Pretreatment of parts ensures multiple advantages. It strengthens the adhesion between the metal surface and the coating. It improves optics and longevity of the treated surface by ensuring a uniform surface with enhanced corrosion resistance.
Selection of cleaning process as well as equipment depends upon the following:
- Particulars of the parts to be cleaned for pretreatment, such as material composition, geometrical shape of parts, dimensions as well as size,
- Types of debris, dirt and adherent contaminants such as hard water deposits, drawing compounds, grease and lube oils, synthetic oils, rolling oils, mill scale, rust and welding debris,
- Stage of processing i.e. pretreatment cleaning, intermediate or final cleaning after coating/plating/anodizing,
- Type of final surface treatment such as anodizing, plating, or coating/painting,
- Overall throughput volume of the process (cleaning and surface treatment processes) on weight/volume per minute/hour basis.

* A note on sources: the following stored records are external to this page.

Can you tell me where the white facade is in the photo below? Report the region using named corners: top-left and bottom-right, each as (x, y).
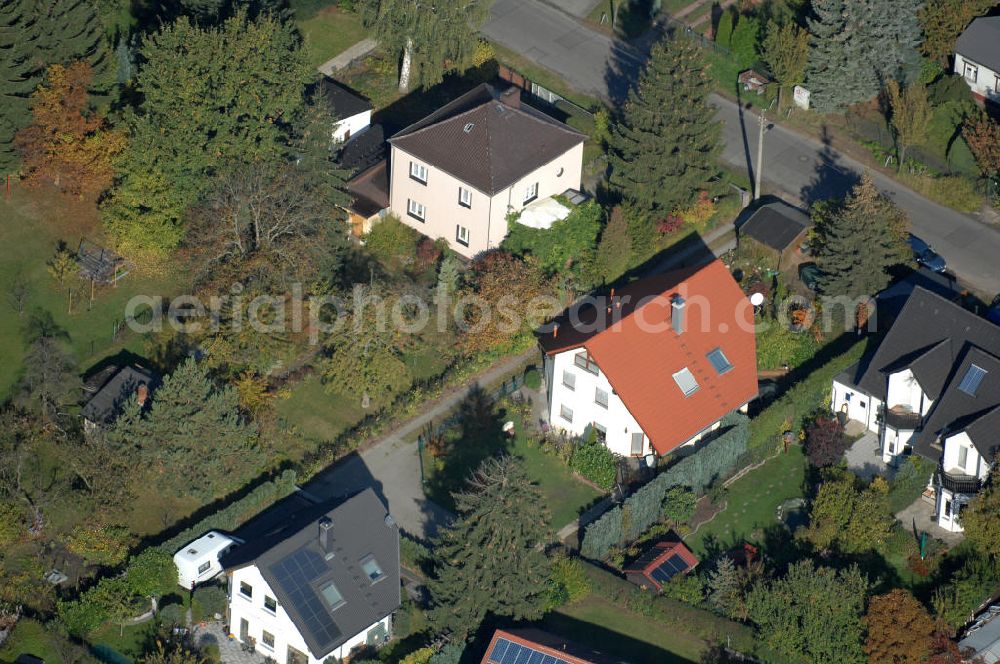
top-left (174, 530), bottom-right (239, 589)
top-left (389, 142), bottom-right (583, 258)
top-left (955, 52), bottom-right (1000, 102)
top-left (934, 431), bottom-right (990, 532)
top-left (229, 565), bottom-right (392, 664)
top-left (331, 109), bottom-right (372, 143)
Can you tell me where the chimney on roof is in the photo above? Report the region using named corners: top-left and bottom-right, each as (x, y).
top-left (500, 85), bottom-right (521, 108)
top-left (670, 293), bottom-right (686, 334)
top-left (319, 516), bottom-right (333, 560)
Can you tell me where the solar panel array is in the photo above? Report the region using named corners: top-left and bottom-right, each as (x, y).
top-left (271, 550), bottom-right (341, 644)
top-left (489, 638), bottom-right (569, 664)
top-left (650, 553), bottom-right (688, 584)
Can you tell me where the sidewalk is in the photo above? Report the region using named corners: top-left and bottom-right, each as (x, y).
top-left (317, 38), bottom-right (378, 76)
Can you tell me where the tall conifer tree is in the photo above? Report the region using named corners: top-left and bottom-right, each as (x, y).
top-left (429, 456), bottom-right (550, 640)
top-left (609, 37), bottom-right (721, 213)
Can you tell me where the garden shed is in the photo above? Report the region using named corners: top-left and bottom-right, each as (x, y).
top-left (174, 530), bottom-right (240, 588)
top-left (737, 200), bottom-right (812, 271)
top-left (625, 541), bottom-right (698, 591)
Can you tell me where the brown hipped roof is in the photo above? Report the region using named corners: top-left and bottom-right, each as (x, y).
top-left (539, 260), bottom-right (757, 454)
top-left (389, 83), bottom-right (586, 196)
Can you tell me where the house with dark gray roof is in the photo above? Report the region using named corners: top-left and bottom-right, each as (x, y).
top-left (831, 287), bottom-right (1000, 532)
top-left (81, 365), bottom-right (159, 432)
top-left (954, 16), bottom-right (1000, 104)
top-left (221, 488), bottom-right (400, 664)
top-left (389, 83), bottom-right (586, 257)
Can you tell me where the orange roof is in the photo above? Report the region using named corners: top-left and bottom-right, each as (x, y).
top-left (539, 260), bottom-right (757, 454)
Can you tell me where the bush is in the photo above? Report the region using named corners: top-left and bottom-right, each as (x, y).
top-left (548, 552), bottom-right (590, 609)
top-left (570, 437), bottom-right (618, 490)
top-left (191, 586), bottom-right (229, 620)
top-left (524, 367), bottom-right (542, 390)
top-left (364, 215), bottom-right (420, 265)
top-left (580, 412), bottom-right (749, 560)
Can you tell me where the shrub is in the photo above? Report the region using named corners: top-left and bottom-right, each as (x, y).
top-left (806, 415), bottom-right (848, 468)
top-left (580, 412), bottom-right (749, 560)
top-left (662, 574), bottom-right (705, 606)
top-left (548, 552), bottom-right (590, 609)
top-left (570, 437), bottom-right (618, 490)
top-left (524, 367), bottom-right (542, 390)
top-left (191, 586), bottom-right (229, 620)
top-left (364, 215), bottom-right (420, 264)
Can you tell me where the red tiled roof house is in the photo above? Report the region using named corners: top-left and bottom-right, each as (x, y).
top-left (539, 261), bottom-right (757, 457)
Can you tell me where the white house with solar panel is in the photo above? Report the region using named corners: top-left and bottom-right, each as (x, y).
top-left (222, 489), bottom-right (400, 664)
top-left (830, 287), bottom-right (1000, 532)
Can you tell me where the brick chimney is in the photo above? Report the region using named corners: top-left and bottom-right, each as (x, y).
top-left (500, 85), bottom-right (521, 108)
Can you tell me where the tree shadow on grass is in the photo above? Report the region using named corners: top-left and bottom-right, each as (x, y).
top-left (425, 385), bottom-right (512, 510)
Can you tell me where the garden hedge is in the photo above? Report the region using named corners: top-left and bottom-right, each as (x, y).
top-left (580, 412), bottom-right (749, 560)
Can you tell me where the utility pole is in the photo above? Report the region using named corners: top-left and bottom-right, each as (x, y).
top-left (753, 110), bottom-right (767, 200)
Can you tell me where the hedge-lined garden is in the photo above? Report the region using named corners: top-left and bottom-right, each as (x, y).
top-left (581, 413), bottom-right (750, 560)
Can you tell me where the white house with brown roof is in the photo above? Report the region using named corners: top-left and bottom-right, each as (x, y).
top-left (539, 261), bottom-right (757, 457)
top-left (389, 83), bottom-right (586, 257)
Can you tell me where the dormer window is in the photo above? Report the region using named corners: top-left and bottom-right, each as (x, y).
top-left (674, 367), bottom-right (699, 397)
top-left (958, 364), bottom-right (987, 397)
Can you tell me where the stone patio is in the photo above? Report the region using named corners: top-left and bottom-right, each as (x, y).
top-left (896, 496), bottom-right (965, 546)
top-left (844, 431), bottom-right (896, 480)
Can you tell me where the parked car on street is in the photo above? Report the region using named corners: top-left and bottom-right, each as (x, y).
top-left (910, 233), bottom-right (948, 272)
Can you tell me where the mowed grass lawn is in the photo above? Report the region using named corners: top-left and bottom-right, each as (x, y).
top-left (0, 186), bottom-right (182, 400)
top-left (543, 595), bottom-right (709, 664)
top-left (295, 6), bottom-right (368, 67)
top-left (685, 445), bottom-right (806, 554)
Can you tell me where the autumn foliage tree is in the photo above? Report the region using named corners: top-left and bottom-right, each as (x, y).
top-left (14, 61), bottom-right (125, 195)
top-left (865, 588), bottom-right (934, 664)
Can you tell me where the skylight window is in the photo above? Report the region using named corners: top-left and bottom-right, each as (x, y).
top-left (706, 348), bottom-right (733, 376)
top-left (361, 556), bottom-right (385, 583)
top-left (319, 583), bottom-right (344, 609)
top-left (674, 367), bottom-right (699, 397)
top-left (958, 364), bottom-right (987, 397)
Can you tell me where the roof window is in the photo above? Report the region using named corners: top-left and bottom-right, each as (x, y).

As a part of pretreatment, cleaning parts can be accomplished by mechanical methods and chemical cleaning processes and often a combination of chemical and mechanical processes.
Mechanical methods of cleaning include the following.
- Abrasive blasting removes mill scale, rust and welding debris adhering to metallic surfaces. The grit made up of hard material such as sand is used for abrasive blast cleaning; fine grit is blasted on the metallic surface to be cleaned with the help of compressed air.
- Blast cleaned parts are burnished, buffed or further cleaned by grinding.
- However, because blast cleaning process cannot remove oily contaminants, the saponification process is used, during which alkali is added to react with oil and grease, to produce soap that can be easily cleaned by water rinsing. Complexors, used as cleaning agents, create bonds with contaminants adhering to the substrate, and facilitate their debonding from the surface to be cleaned. Thus complexors help remove contaminants from the parts to be cleaned.
- Wetting agents, which are used to break the contaminants’ bond with the substrate, help clean the tightly adhering contaminants. As they are attracted to the metallic substrate, they manage to go under the contaminant layer and enable its removal.
Chemical treatment methods involve
- Using solutions that emulsify contaminants, resulting in the uniform dispersion of contaminant present on the surface of the parts, as well as
- Use of solvents that can dissolve the contaminants, leaving the parts with clean surfaces.
Combined cleansing methods
These combination methods include combined chemical processes as well as mechanical methods such as
- Using variable pressure sprayers of solutions that force the contaminants out from the surface as well as clean the surfaces chemically,
- Using pressure sprays with spiral sprays and brushes in a rotary motion to remove contaminants
- Immersing parts in chemicals ( cleansing solutions) and use of abrasive brushes to clean out the adherent contaminants
- Chemical cleaning solutions forming slurries with hard abrasive material are used to clean parts. The deflocculating process on the other hand, breaks the contaminant into very tiny particles, which will later get washed.
- Chemical solutions, flowing in a turbulent pattern in turbo-cleaner machines, help remove contaminants from parts.
- In Ultrasonic cleaning, the parts to be cleaned remain in suspension in a chemical cleaning solution. The ultrasonic agitation of the liquid solution causes the formation of tiny bubbles that dislodge adherent contaminants.
Potential cleaning issues include improper surface cleanliness due to inadequate mechanical force in cleaning, insufficient pressure in spray equipment, or contaminated chemical solutions. Special precautions should be taken to avoid such issues.